Gradient Descent Variants

Gradient Descent is the workhorse of machine learning—the algorithm that lets models learn from data by iteratively stepping toward the minimum of a loss function. But not all gradient descent is created equal. The way you compute gradients and update weights has profound implications for training speed, stability, and final model quality.

In this chapter, we'll explore the three main variants: Batch Gradient Descent, Stochastic Gradient Descent (SGD) , and Mini-Batch Gradient Descent. Each has its strengths, weaknesses, and ideal use cases.

The Core Algorithm

Before diving into variants, let's establish what a vanilla gradient descent algorithm looks like.

At its heart, gradient descent is a simple loop:

Initialize weights $w^0$ and choose a learning rate $\alpha > 0$
Compute the gradient of the loss with respect to weights: $\nabla_w E(w^t)$
Update weights by stepping opposite the gradient: $w^{t+1} = w^t - \alpha \nabla_w E(w^t)$
Repeat until convergence

The difference between variants lies entirely in how we compute the gradient.

Visualizing the Loss Landscape

To understand the behavior of different optimizers, it helps to visualize the loss function as a landscape. A contour plot is a 2D representation where each line connects points of equal loss value—like a topographic map.

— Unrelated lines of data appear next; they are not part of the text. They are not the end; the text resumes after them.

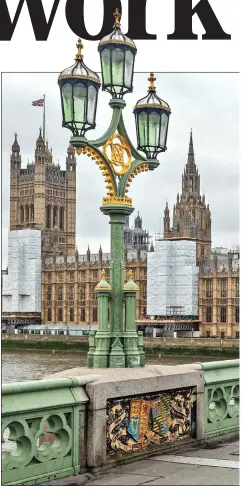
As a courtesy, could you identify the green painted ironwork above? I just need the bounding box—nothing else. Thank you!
[201,359,240,437]
[70,99,159,368]
[2,377,93,485]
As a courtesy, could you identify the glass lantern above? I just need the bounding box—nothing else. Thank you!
[134,72,171,159]
[58,39,101,136]
[98,9,137,98]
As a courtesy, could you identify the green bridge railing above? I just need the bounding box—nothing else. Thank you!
[2,377,93,485]
[201,359,239,437]
[2,360,239,485]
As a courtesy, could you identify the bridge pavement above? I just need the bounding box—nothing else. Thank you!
[86,440,239,486]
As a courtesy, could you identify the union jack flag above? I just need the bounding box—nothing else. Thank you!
[32,98,44,107]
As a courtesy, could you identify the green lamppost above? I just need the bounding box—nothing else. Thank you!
[58,9,171,368]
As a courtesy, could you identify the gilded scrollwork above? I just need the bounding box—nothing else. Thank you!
[103,133,132,176]
[76,146,116,197]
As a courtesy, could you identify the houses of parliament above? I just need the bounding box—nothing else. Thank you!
[6,130,239,337]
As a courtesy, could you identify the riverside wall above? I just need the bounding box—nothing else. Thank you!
[2,334,239,357]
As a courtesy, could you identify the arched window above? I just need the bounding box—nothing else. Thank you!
[20,205,24,224]
[25,205,29,222]
[59,207,64,231]
[53,207,58,227]
[46,205,51,229]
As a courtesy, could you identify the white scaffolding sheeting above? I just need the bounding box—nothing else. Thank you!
[2,229,41,312]
[147,240,199,316]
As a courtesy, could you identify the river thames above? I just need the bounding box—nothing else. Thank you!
[2,350,227,384]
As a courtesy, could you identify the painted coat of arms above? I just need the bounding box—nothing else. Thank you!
[107,388,196,454]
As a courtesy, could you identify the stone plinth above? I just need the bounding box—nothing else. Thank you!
[46,364,204,470]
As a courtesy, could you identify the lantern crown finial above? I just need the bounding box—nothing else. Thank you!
[75,38,84,60]
[148,72,156,93]
[113,9,121,28]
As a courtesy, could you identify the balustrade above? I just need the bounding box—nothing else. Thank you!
[2,377,92,485]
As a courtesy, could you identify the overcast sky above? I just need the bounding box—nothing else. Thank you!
[2,70,239,268]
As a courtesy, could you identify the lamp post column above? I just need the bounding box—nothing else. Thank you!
[92,270,111,368]
[101,203,134,367]
[123,270,144,367]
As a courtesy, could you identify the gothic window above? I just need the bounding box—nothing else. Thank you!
[205,279,213,298]
[80,285,86,300]
[220,279,227,298]
[57,308,63,322]
[59,207,64,231]
[25,205,29,222]
[189,177,193,193]
[220,307,227,324]
[53,206,58,227]
[46,205,51,229]
[57,286,63,300]
[20,206,24,224]
[235,279,239,298]
[70,308,74,322]
[46,286,52,301]
[30,204,34,221]
[235,307,239,324]
[206,307,212,322]
[92,307,97,322]
[69,286,74,300]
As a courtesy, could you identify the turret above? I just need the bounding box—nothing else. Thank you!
[134,212,142,229]
[163,202,170,236]
[66,145,76,172]
[10,133,21,169]
[35,127,48,164]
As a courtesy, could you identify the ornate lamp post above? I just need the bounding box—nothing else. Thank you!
[58,9,171,368]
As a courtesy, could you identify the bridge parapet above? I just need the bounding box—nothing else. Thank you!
[2,376,93,485]
[201,359,239,437]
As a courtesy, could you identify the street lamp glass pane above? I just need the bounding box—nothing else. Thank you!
[101,48,111,85]
[87,86,97,124]
[73,83,87,122]
[149,112,160,147]
[160,114,168,147]
[112,48,124,87]
[138,112,148,147]
[61,83,72,122]
[124,50,134,88]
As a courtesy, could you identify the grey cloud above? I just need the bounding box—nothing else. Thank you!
[2,73,239,266]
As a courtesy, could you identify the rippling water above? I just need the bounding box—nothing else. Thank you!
[2,350,224,384]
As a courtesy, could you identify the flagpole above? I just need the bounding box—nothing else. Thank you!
[43,95,45,139]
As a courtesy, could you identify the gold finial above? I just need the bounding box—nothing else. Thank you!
[113,9,121,28]
[76,38,83,60]
[148,72,156,91]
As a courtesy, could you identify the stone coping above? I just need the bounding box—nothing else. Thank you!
[45,363,202,385]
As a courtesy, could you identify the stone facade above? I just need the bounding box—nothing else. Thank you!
[42,247,147,326]
[10,129,76,255]
[163,132,211,262]
[199,251,240,338]
[124,212,149,251]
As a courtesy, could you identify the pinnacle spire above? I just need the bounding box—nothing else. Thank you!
[186,128,197,174]
[12,133,20,152]
[188,128,194,155]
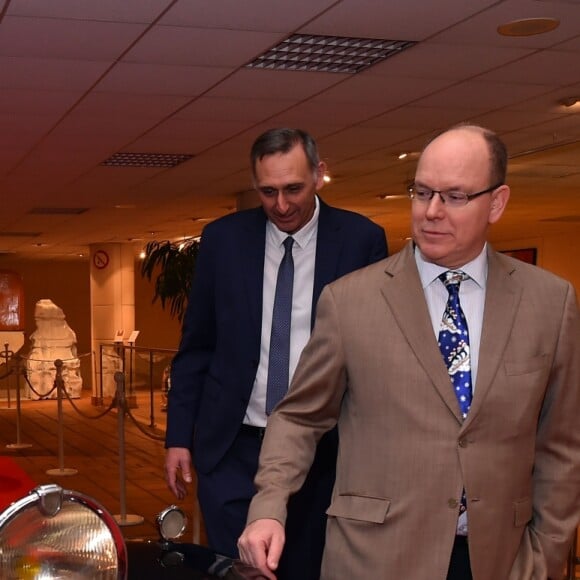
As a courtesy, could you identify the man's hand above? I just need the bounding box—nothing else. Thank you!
[165,447,192,499]
[233,519,285,580]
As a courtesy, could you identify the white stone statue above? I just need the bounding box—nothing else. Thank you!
[26,299,83,399]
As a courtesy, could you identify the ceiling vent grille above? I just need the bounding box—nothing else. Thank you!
[101,152,193,167]
[246,34,416,74]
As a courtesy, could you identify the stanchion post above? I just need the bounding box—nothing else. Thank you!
[6,356,32,449]
[2,342,13,409]
[46,359,78,475]
[149,350,155,429]
[113,371,144,526]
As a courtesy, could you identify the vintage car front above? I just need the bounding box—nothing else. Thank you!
[0,484,264,580]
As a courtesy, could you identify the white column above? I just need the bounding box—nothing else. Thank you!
[90,243,135,403]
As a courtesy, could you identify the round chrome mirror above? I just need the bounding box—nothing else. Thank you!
[156,505,187,542]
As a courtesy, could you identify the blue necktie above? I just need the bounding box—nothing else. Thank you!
[439,270,473,525]
[439,270,472,419]
[266,236,294,415]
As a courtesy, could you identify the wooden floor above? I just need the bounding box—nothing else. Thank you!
[0,391,580,578]
[0,391,205,544]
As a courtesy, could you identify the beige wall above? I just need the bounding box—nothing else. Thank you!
[0,233,580,388]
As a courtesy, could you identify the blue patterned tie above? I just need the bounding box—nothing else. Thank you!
[439,270,473,529]
[439,270,472,419]
[266,236,294,415]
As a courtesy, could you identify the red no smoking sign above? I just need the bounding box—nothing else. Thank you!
[93,250,109,270]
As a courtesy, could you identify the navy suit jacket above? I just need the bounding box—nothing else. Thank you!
[165,201,387,473]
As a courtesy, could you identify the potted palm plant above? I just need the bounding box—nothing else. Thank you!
[141,238,199,322]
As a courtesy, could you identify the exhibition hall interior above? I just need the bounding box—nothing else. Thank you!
[0,0,580,578]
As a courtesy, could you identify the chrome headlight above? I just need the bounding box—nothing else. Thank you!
[0,484,127,580]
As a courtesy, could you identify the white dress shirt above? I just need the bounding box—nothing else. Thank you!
[415,244,487,536]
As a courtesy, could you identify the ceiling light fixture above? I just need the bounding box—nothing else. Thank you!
[246,34,417,74]
[497,18,560,36]
[560,97,580,107]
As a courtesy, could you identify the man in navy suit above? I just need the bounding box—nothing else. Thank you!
[165,129,387,580]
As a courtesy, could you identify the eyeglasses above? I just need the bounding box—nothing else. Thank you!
[257,183,309,197]
[407,183,503,207]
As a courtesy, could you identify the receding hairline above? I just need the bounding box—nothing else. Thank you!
[419,123,508,184]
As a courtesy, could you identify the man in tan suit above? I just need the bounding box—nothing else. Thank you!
[239,125,580,580]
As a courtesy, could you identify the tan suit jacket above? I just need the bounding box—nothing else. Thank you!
[249,244,580,580]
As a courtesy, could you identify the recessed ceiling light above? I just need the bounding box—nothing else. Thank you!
[560,97,580,107]
[28,207,89,215]
[246,34,417,74]
[497,18,560,36]
[377,193,409,200]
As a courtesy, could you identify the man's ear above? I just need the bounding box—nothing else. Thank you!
[316,161,326,191]
[489,185,510,224]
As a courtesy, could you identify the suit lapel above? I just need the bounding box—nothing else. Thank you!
[312,198,344,324]
[467,246,522,422]
[240,208,266,333]
[381,243,462,423]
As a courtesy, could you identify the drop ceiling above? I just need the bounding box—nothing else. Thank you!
[0,0,580,258]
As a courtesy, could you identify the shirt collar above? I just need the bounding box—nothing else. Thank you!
[266,195,320,248]
[415,243,487,289]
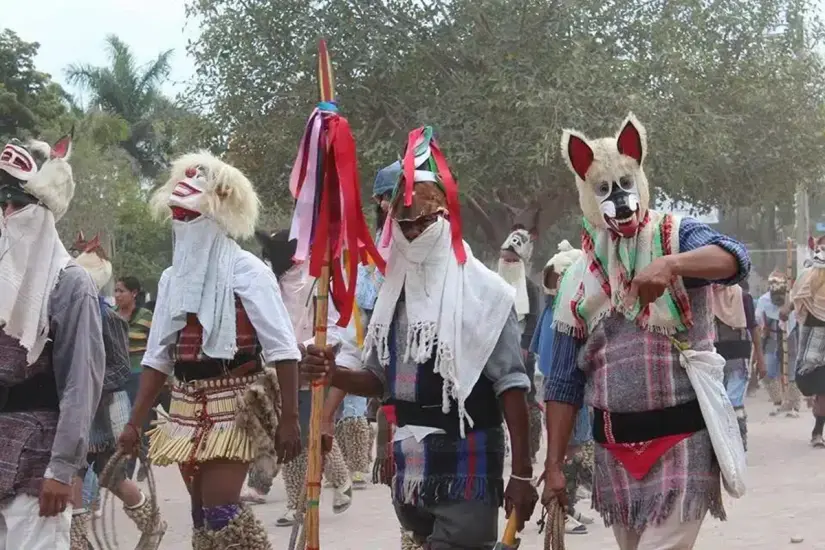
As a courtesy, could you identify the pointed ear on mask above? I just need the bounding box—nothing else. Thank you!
[51,126,74,160]
[616,113,647,166]
[561,130,593,180]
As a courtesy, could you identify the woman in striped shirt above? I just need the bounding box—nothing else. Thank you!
[115,277,155,481]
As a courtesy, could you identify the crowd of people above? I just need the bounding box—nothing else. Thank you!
[0,115,825,550]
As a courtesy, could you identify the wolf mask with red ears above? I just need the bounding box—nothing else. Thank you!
[554,114,693,337]
[561,113,650,238]
[0,130,75,221]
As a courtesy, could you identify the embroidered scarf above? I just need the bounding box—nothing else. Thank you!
[553,210,693,338]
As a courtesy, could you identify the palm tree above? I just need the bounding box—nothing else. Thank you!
[66,34,172,178]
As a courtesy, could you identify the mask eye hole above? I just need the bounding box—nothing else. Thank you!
[619,180,635,191]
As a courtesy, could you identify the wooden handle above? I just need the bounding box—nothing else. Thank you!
[501,510,518,546]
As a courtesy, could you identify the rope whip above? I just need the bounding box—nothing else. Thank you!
[537,478,567,550]
[92,449,160,550]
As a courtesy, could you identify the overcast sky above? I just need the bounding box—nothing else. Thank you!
[0,0,825,104]
[0,0,197,101]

The center of the concentric circles represents the minimum (lowest loss)
Steepest descent direction is perpendicular to the contours
Noisy updates bounce around instead of taking a straight path

Keep this mental image as we explore each variant.

Batch Gradient Descent

How It Works

Batch Gradient Descent computes the gradient using the entire dataset before making a single update.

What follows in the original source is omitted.